Selon les données compilées par la Société nationale des mines (Sonamines), 44 tonnes d'or ont été réceptionnées à Dubaï entre 2021 et 2025 comme provenant du Cameroun, alors que les exportations officiellement déclarées par les autorités camerounaises sur la même période ne totalisent que 148 kilogrammes. Cette quantité d'or enregistrée aux Émirats arabes unis est évaluée à 3,4 milliards de dollars, soit près de 1 914,4 milliards de FCFA. Ces informations ont été rendues publiques par le directeur général de la Sonamines, Hervé Bongueno, lors d'une intervention sur la télévision publique camerounaise le 25 mai 2026.
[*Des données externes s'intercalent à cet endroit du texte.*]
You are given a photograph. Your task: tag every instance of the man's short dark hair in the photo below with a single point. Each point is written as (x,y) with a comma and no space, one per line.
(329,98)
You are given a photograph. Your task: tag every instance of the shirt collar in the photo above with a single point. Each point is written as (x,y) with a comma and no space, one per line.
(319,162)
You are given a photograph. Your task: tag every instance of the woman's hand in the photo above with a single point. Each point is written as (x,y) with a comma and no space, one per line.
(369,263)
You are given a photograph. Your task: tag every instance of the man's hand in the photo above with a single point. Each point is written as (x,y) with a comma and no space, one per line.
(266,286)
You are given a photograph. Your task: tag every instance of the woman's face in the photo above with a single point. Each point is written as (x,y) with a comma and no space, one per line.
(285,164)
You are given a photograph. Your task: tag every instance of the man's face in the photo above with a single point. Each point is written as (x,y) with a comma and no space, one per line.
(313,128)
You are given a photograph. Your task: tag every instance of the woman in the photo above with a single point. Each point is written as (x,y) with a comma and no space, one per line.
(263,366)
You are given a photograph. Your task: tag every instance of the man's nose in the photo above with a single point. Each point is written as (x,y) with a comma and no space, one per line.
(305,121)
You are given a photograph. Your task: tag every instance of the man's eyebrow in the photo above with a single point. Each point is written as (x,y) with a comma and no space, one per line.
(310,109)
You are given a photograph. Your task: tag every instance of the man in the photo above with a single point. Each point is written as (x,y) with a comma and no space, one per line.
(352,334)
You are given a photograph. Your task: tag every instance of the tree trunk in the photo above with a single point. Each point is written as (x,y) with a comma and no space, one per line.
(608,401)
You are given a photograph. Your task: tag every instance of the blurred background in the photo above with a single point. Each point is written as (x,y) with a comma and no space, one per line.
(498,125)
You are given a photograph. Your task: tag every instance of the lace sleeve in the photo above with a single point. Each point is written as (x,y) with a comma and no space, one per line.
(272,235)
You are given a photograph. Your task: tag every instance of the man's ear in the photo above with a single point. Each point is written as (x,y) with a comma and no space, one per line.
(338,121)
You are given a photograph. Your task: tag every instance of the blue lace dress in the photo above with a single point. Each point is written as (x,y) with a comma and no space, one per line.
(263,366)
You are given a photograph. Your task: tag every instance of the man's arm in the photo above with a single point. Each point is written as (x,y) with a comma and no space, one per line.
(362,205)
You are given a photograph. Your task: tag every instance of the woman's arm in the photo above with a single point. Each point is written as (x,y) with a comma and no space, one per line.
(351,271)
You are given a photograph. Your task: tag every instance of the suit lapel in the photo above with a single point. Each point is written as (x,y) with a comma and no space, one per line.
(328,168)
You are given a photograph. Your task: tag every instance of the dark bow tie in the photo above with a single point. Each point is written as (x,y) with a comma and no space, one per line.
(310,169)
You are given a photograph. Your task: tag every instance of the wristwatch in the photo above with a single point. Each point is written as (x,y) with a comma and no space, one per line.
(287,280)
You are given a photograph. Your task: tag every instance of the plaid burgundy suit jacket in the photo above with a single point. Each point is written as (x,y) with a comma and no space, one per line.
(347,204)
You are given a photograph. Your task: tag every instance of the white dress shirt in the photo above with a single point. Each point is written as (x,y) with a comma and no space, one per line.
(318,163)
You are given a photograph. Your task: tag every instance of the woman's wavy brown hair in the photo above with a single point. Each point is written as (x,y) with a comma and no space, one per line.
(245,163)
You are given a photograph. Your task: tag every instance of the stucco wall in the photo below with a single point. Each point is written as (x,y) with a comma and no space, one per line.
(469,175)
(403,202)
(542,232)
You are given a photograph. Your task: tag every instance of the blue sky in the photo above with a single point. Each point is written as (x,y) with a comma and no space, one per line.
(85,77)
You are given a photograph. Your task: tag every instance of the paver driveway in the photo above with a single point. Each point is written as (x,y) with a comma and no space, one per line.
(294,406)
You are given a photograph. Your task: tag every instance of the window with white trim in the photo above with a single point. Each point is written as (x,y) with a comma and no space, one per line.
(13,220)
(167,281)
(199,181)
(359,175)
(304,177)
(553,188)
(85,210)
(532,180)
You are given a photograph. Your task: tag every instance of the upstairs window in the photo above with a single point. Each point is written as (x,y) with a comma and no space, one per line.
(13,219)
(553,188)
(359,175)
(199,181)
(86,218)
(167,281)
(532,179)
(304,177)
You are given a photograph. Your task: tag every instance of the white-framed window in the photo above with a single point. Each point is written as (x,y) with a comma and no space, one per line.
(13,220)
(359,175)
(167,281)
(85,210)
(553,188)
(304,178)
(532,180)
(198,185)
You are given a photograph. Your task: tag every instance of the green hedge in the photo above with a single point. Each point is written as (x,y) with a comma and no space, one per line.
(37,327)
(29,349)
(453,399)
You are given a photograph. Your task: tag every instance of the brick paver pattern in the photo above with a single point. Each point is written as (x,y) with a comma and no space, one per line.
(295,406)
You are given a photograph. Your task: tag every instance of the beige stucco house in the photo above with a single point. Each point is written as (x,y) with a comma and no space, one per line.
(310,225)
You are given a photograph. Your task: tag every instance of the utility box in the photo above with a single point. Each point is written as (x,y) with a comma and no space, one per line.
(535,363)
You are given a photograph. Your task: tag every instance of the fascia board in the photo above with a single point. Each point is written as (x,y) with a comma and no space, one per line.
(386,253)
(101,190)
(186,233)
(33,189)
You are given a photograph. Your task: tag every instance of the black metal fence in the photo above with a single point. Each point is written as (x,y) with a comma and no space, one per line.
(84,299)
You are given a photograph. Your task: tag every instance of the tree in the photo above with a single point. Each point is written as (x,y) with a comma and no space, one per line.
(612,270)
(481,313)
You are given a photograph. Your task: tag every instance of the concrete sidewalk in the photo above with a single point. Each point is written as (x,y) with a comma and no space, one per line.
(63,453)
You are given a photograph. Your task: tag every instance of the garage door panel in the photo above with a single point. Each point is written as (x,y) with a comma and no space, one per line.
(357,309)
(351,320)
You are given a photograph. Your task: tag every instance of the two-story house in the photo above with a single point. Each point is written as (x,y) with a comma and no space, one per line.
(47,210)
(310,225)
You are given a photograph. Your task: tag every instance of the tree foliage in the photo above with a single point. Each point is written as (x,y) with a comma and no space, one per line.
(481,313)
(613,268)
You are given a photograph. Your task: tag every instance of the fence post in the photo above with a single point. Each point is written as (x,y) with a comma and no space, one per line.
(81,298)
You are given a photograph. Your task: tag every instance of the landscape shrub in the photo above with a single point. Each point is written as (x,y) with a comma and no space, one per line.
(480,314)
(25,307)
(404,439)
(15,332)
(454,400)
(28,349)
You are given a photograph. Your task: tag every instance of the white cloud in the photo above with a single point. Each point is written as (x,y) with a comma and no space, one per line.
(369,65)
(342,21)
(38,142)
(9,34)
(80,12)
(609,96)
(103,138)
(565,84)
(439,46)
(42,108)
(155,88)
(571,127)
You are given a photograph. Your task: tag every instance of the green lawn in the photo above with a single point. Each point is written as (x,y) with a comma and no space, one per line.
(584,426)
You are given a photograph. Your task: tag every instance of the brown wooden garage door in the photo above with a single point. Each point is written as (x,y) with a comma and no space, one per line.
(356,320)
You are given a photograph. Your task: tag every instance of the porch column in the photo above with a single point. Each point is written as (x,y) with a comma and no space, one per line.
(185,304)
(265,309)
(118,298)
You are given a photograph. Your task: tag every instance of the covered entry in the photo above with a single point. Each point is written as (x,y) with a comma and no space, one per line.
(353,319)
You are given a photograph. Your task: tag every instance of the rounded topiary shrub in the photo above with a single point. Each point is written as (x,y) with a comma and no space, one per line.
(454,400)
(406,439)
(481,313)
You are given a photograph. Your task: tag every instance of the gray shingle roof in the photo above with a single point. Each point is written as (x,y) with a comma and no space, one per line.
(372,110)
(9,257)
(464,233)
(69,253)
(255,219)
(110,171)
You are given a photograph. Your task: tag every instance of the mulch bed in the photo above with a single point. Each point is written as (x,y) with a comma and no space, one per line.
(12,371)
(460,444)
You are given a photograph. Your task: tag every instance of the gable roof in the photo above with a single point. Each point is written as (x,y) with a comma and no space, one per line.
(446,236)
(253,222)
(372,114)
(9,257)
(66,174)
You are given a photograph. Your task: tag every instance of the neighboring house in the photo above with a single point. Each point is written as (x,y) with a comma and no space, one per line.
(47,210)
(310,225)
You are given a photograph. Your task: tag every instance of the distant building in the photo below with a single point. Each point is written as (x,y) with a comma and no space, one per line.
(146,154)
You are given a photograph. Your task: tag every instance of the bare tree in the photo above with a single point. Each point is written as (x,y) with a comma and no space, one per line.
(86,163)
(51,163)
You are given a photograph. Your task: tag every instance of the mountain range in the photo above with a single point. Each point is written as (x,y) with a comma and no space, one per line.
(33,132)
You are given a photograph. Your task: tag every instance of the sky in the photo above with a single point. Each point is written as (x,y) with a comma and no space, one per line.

La situation n'est pas nouvelle. Selon les explications fournies par le dirigeant de la Sonamines, l'entreprise publique avait déjà alerté les autorités camerounaises dès 2022, après l'exploitation des conclusions d'un rapport d'Interpol consacré à l'orpaillage illégal et aux réseaux de commercialisation clandestins en Afrique subsaharienne.
Les données évoquées par Hervé Bongueno montrent que les quantités d'or enregistrées à Dubaï comme provenant du Cameroun ont fortement progressé au fil des années. D'après les chiffres cités, elles sont passées de 0,3 tonne en 2008 à 11,7 tonnes en 2018. Sur l'ensemble de la période 2008-2018, plus de 73 tonnes d'or camerounais avaient ainsi été recensées aux Émirats arabes unis, alors que la production officiellement enregistrée au Cameroun demeurait inférieure à une tonne. Ces constats avaient conduit Interpol à classer le Cameroun parmi les pays les plus affectés par les circuits illicites de commercialisation du métal précieux en Afrique subsaharienne.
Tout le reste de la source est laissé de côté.